What’s The Safest Way to Maximise Returns On a Cash Lump Sum?
Say you’ve just won a decent amount of cash at an online casino, you inherited a lump sum, or your work gave you an excellent severance package and you want to get the biggest return on that money, how would you do that most safely? In this blog, we’re going to explore the safest ways to maximise returns on a cash lump sum. Disclaimer: This blog is for entertainment purposes only. For accurate financial advice, consult an Independent Financial Advisor (IFA) who will recommend the best financial product for your needs.
OK, so what is our advice then?
Consult a Financial Advisor (IFA)
IFA’s are professionals who offer advice on financial matters. They will be able to tailor their advice to your particular circumstances and the outcome you want to achieve. To work as an IFA in the UK, you have to register with the Financial Conduct Authority (FCA), and it’s a heavily regulated industry. That means that the advice you get is likely to be good. If it isn’t, you can take them to court and recover losses, but only if you can prove that you lost money due to poor financial advice.
Through the grapevine, I know an IFA who allowed another person to use work under their licence. That person then gave someone bad financial advice to a client and the client sued the IFA for £400k. However, I wouldn’t say that getting bad advice on financial products is a safe way to maximise returns on a cash lump sum. Only visit an IFA if you already have a cash lump sum.
Remember, you’ll have to pay for an IFA, and they can be quite expensive. But it’s definitely worth it when you’re looking to maximise returns on more than £15K.
Put it in a savings account
Savings accounts are offering terrible interest rates right now – barely any banks offer more than 2%, and even then, those are regular savings accounts, which mean you have to pay in every month and you can’t withdraw money until after a fixed term, usually 12-months.
The best option for a lump sum savings account right now is probably a fixed-rate cash ISA. You can get a return of as much as 1.15%, which sounds rubbish, but is actually good for the current climate. Another bonus to ISAs is that any interest you make is usually tax-free.

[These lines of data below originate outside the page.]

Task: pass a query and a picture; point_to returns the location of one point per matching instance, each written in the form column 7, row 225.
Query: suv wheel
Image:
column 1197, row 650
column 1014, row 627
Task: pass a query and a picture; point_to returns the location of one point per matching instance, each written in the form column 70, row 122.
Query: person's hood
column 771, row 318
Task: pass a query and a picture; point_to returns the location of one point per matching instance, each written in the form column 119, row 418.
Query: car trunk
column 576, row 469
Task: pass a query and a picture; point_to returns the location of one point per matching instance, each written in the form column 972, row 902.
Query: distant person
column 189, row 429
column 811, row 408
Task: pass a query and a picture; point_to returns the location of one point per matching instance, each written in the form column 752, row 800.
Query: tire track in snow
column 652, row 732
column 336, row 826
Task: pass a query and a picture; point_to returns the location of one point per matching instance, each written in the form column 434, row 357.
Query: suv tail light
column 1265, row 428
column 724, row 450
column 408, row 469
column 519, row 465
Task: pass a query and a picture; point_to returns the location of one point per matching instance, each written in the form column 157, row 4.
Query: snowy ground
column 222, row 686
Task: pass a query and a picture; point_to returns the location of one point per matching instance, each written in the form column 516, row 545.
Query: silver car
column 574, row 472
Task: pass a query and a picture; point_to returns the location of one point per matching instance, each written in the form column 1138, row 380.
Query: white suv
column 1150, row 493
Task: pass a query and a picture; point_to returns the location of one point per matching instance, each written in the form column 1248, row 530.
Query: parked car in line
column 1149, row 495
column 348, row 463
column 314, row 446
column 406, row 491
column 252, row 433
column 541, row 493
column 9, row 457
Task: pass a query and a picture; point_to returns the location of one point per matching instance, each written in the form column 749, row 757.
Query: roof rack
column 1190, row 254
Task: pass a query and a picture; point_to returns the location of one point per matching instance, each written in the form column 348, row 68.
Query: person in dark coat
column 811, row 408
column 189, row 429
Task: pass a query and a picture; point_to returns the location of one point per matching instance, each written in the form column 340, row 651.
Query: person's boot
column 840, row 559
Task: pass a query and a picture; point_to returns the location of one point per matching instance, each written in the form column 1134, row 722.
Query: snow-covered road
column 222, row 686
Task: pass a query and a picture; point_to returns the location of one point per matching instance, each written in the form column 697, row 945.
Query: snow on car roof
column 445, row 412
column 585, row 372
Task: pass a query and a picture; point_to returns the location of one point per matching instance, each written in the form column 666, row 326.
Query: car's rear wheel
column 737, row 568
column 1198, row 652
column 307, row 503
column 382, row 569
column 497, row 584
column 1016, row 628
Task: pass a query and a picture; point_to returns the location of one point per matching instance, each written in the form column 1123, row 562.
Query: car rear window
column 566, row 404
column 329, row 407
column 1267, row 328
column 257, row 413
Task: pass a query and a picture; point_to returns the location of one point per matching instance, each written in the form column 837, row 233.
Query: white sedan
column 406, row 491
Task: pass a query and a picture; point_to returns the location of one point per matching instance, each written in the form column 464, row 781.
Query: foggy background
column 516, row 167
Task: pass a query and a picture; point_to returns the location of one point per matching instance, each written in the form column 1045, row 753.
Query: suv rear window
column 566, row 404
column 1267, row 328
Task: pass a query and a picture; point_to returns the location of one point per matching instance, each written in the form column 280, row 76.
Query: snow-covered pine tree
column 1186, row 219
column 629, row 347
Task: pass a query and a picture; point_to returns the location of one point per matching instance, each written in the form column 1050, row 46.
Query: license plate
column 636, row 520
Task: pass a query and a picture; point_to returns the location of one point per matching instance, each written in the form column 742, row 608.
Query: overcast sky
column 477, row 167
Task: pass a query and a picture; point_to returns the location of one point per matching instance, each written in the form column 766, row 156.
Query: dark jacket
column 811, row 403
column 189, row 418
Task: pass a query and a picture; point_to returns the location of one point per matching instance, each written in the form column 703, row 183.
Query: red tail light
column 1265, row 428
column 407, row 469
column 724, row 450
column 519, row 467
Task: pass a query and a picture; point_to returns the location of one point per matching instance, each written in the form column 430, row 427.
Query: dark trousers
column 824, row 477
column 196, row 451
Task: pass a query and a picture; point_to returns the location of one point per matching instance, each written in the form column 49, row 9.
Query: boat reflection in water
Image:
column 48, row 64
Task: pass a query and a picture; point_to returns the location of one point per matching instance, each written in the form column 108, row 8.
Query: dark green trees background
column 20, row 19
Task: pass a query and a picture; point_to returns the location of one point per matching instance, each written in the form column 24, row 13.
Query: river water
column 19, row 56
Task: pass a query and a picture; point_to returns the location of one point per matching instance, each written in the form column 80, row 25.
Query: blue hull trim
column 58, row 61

The biggest advantage in putting your cash in a savings account is that it is relatively risk-free. Even if the bank goes bust, as long as you’re using a UK bank account, the government guarantees £85k of your money (and this doubles for joint accounts).
Premium Bonds are sort of like a lottery, but you don’t ever lose money. This is because the winnings come from the collective interest of everyone’s bonds. For example, say everyone in the UK bought 1 premium bond. The government would have £66m and they make interest off that. That interest is where the winnings come from. Everyone is entered into a draw and then an RNG selects winners. Prizes range from £20 to £1m and there’s one draw per month.
Premium Bonds do not guarantee a win, so you might not make any money from your Bonds. But even so, your money is always safe, and the odds of winning are pretty good. The more Bonds you have, the better your chances. You have an average chance of winning back a return of 1%. If you’re an unlucky type of person, you might not win anything, but if you’re the lucky type, you might win as much as £1m per month for 12-months (extremely unlikely, but you never know!).
Summing it up
In sum, the safest way to maximise returns on a cash lump sum is not going to make your rich anytime soon. The way to riches is to take risks, but risks are also the way to ruin – ask any problem gambler.